Pacific Islands media talk about the web

Thanks to John Utanga and the Pacific Islands Media Association for inviting me to participate in a panel discussion at their conference in Auckland today. It’s always great to see journalists looking to spread their work and interact with their readers online.

Here are key points from the panel members in the order in which they spoke:

Neil Sanderson (editor, nzherald.co.nz)

  • There are about 50 staff working in the New Zealand Herald’s online operation, but a small (and more narrowly focused) news website could be run with a single part-timer. At many of our company’s smaller newspapers a newspaper sub-editor also updates the website.
  • It isn’t necessary to spend huge amounts of money to get online. A very simple site could be built on free blogging software (such as WordPress) for example.
  • Content can be supplemented with free news headline services such as nzherald’s RSS feeds.
  • If you already have a traditional media channel (e.g. newspaper, magazine or radio station) try to find ways for it and your website to complement and promote each other.
  • Engage with “the people formerly known as the audience” any way you can [and read Jay Rosen for more on this subject].
  • Once you become a real-time online publisher, your customers will start to expect you to continuously update your site around the clock (with a vast army of online journalists to rival the BBC). Get used to the criticism and look for ways to get maximum benefit from the resources you have at your disposal. What valuable services can you provide that are available nowhere else?

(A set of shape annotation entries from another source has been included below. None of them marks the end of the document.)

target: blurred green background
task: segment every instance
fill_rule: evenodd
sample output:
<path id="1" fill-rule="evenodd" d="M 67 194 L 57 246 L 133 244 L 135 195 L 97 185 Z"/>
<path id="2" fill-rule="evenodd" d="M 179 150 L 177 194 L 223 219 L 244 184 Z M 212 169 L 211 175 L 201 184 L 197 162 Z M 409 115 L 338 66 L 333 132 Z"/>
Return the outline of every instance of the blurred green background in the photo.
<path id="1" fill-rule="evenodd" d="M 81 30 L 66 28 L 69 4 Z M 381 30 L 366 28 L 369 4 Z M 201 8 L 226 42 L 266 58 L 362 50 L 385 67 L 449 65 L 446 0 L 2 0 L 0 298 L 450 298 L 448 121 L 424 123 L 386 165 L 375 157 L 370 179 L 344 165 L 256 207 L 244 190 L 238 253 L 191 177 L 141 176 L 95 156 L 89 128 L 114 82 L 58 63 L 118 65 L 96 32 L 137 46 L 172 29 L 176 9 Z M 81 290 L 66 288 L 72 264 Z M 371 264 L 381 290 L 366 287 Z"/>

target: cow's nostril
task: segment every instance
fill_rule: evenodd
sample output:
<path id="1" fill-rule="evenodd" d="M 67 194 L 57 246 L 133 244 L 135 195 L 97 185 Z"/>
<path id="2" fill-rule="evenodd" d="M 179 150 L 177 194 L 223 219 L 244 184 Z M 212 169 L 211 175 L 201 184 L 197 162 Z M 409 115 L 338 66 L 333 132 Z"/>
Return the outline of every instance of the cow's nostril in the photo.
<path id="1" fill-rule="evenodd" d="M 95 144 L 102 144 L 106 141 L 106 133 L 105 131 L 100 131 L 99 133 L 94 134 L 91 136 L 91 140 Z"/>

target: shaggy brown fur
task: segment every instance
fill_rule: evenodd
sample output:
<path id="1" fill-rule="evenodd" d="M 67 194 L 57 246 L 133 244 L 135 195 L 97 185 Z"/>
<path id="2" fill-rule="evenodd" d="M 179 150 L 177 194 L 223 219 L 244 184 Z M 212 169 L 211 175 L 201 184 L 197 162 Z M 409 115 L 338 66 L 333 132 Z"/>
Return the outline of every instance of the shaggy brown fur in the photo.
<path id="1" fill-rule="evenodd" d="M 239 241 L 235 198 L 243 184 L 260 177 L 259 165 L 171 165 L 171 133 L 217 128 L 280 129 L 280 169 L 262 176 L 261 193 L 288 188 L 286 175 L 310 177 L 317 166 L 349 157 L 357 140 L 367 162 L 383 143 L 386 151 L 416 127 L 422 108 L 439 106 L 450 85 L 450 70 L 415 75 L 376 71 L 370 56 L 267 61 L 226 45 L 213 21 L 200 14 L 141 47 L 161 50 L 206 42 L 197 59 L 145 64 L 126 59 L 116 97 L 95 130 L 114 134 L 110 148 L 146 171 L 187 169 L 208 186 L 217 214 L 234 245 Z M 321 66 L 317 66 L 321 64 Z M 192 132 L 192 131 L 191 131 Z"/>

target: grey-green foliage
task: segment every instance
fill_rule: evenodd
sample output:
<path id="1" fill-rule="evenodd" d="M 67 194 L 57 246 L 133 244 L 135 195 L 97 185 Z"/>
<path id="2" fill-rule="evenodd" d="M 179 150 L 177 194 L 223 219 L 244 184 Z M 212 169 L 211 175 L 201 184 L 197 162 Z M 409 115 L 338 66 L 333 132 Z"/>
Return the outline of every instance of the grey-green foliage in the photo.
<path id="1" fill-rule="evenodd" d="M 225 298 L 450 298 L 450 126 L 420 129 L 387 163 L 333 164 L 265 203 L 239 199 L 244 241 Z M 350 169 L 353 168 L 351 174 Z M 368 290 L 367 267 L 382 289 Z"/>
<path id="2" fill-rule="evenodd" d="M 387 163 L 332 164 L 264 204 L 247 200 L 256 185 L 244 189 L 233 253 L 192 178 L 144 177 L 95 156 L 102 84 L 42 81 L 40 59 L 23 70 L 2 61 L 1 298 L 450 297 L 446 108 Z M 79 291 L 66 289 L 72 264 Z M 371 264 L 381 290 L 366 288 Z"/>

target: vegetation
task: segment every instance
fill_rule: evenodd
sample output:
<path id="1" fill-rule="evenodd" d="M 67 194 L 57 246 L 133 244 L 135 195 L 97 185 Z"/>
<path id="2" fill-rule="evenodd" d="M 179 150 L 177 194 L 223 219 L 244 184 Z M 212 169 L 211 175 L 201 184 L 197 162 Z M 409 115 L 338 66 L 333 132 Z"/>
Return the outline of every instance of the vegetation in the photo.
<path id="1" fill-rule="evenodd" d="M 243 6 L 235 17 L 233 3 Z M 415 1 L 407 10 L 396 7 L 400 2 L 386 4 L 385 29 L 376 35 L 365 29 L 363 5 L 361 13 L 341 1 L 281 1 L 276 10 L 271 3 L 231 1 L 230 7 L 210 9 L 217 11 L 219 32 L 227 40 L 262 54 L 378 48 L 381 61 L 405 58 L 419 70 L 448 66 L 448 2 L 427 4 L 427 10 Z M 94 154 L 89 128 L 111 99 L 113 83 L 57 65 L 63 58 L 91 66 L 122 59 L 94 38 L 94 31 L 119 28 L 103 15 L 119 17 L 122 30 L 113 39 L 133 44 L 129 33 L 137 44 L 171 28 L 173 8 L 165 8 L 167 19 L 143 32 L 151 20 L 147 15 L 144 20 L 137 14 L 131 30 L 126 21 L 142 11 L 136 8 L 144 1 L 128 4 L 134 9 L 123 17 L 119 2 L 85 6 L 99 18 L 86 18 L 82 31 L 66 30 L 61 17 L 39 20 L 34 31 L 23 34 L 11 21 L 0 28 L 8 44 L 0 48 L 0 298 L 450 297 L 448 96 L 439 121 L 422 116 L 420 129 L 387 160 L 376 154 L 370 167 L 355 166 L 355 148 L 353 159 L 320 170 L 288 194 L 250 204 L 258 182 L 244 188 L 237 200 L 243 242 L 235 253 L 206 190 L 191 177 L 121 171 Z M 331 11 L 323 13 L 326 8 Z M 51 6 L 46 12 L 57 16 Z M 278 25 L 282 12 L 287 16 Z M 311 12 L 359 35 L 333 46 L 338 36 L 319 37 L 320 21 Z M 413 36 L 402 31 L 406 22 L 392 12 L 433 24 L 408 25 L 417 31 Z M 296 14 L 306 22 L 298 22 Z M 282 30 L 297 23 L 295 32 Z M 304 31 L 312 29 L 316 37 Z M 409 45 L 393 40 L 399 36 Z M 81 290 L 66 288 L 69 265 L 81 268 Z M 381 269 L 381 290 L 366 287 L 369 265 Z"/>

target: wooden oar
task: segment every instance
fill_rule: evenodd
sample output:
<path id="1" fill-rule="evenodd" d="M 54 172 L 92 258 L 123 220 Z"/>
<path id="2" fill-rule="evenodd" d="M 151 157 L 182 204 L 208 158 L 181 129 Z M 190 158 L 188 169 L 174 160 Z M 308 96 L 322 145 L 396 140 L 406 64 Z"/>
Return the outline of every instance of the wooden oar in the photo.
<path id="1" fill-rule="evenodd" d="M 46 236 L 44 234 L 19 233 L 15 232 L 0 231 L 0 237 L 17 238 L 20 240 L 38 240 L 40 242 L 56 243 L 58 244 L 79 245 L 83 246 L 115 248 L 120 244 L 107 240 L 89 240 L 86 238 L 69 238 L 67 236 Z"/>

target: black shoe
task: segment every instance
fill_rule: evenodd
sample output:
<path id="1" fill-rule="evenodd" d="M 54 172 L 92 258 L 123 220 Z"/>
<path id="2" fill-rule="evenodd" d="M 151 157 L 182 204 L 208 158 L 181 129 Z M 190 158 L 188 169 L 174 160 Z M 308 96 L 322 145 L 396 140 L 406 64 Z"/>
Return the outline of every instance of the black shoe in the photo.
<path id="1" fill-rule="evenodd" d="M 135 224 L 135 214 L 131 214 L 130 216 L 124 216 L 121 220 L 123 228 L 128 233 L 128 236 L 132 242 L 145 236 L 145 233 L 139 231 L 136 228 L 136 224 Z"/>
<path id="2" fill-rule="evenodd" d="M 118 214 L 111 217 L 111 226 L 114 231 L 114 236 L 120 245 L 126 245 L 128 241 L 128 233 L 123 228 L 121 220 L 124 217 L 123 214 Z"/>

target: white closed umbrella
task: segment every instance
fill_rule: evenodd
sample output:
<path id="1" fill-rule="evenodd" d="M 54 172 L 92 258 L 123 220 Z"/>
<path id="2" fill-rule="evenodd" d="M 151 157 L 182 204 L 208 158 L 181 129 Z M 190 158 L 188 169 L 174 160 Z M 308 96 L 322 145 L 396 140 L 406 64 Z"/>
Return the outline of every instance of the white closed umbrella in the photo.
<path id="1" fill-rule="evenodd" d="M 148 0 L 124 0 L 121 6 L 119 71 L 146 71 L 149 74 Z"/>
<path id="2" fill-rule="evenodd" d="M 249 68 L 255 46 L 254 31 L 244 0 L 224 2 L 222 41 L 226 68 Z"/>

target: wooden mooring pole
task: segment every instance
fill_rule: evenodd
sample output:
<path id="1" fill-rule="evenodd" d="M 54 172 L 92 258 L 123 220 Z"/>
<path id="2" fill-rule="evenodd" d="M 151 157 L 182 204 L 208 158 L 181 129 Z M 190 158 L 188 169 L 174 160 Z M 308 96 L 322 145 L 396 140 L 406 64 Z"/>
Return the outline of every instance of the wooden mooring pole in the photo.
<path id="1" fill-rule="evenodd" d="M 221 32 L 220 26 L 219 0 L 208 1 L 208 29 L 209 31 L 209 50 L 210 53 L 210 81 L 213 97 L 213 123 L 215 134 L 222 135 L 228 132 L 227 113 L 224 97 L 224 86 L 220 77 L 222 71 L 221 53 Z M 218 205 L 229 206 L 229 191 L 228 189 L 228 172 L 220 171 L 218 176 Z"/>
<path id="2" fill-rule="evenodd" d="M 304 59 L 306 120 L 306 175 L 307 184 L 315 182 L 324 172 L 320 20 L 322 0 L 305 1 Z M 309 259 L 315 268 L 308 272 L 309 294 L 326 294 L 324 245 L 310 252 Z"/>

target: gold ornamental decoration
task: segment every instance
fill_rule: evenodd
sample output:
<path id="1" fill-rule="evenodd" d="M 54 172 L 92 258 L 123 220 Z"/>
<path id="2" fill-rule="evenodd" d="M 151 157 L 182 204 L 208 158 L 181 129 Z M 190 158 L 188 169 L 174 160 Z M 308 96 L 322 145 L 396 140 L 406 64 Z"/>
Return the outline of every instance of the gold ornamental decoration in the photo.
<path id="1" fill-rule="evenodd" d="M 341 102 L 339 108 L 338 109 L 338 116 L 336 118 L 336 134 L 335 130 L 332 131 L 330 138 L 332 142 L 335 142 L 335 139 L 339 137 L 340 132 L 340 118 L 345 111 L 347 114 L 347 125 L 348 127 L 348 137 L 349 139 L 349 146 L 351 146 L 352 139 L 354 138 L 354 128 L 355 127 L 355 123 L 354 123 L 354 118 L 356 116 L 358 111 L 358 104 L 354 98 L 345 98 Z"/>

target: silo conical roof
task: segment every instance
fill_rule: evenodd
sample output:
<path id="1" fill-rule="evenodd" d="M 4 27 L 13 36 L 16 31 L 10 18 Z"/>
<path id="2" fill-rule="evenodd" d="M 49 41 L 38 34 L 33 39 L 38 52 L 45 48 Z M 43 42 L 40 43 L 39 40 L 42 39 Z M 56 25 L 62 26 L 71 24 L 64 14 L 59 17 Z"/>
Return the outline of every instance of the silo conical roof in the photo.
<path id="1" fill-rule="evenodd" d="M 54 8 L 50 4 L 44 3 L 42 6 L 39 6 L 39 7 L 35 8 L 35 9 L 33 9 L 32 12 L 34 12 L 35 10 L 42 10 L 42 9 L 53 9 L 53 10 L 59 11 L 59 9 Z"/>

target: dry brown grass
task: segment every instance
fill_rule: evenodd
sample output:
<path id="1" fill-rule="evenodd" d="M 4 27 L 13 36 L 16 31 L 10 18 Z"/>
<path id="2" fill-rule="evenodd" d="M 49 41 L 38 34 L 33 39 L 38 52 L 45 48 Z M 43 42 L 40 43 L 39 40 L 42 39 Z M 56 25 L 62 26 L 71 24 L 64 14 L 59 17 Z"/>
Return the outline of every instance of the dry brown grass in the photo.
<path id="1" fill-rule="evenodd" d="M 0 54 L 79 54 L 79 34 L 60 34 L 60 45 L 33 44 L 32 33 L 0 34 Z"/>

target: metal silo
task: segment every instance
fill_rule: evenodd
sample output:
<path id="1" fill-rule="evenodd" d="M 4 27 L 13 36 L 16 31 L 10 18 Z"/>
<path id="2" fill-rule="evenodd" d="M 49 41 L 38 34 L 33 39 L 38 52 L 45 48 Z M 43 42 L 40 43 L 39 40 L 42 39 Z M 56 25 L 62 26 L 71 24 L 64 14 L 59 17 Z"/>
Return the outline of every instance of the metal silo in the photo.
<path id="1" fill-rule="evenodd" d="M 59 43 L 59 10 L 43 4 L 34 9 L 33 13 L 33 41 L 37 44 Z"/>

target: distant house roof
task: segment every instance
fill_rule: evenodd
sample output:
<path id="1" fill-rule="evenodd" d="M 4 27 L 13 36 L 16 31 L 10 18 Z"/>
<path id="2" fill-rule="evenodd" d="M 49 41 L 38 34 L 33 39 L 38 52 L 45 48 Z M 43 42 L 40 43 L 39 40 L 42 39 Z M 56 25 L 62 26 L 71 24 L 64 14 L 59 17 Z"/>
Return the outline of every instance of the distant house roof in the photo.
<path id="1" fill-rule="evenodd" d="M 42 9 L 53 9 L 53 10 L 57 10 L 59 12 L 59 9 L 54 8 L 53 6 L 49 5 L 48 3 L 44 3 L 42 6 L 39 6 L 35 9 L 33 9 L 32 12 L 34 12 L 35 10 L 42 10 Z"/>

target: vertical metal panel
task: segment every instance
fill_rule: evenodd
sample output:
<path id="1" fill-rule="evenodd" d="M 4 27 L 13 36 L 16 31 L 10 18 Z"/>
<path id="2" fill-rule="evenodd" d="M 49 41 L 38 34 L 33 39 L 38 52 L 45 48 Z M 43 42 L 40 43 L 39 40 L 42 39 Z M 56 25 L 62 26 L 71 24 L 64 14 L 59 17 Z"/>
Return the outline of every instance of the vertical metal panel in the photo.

Cam Swainson (tvnz.co.nz’s Tagata Pasifika)

a) Promote your website at no cost by:

  • Driving traffic through the site (e.g. instead of having people email your company to enter a competition, require that they go to the website for competition details and to enter
  • Identify other sites with larger readership of your target market and ask them to link to your site (e.g. Tagata Pasifika has prominent links from US site PolyCafe)
  • Show people what’s most popular (e.g. the Video links on the Tagata Pasifika homepage)

b) Promote your site at low cost:

  • Purchase Google AdWords. Use Overture’s resource centre to see how often those words are entered into search engines.

c) Make money:

George Weir (Adventlabs)

  • Know what your site is meant to do. Are you really ready to sell via your website? If not, skip the e-commerce system until you know there is demand to purchase online. A modest site could cost as little as $700.
  • Similarly, do you really need flashy (and expensive) graphics? And “be wary of web design companies who design sites for their portfolios”.
  • Always focus on creating a user-friendly site.
  • Arrange your web design and web hosting at the same time, so that the people can talk with each other.
  • A good web designer should help you ensure that your pages rank well on search engine results.
  • Use local firms for both design and hosting so you have a better chance of getting ongoing support.

For more on the PIMA conference

2 thoughts on “Pacific Islands media talk about the web

  1. That was a great workshop. Thanks for taking part in it Neil. People I spoke with afterwards remarked at just how helpful it was for them. The net as news/messaging tool for Pacific communities has huge potential in my view especially as more Pacific people here in Aotearoa and the region get hooked up. For many smaller PI communities, it’s such a great way to reach people spread out all over large geographical areas. Now to just figure out how to make it pay for itself.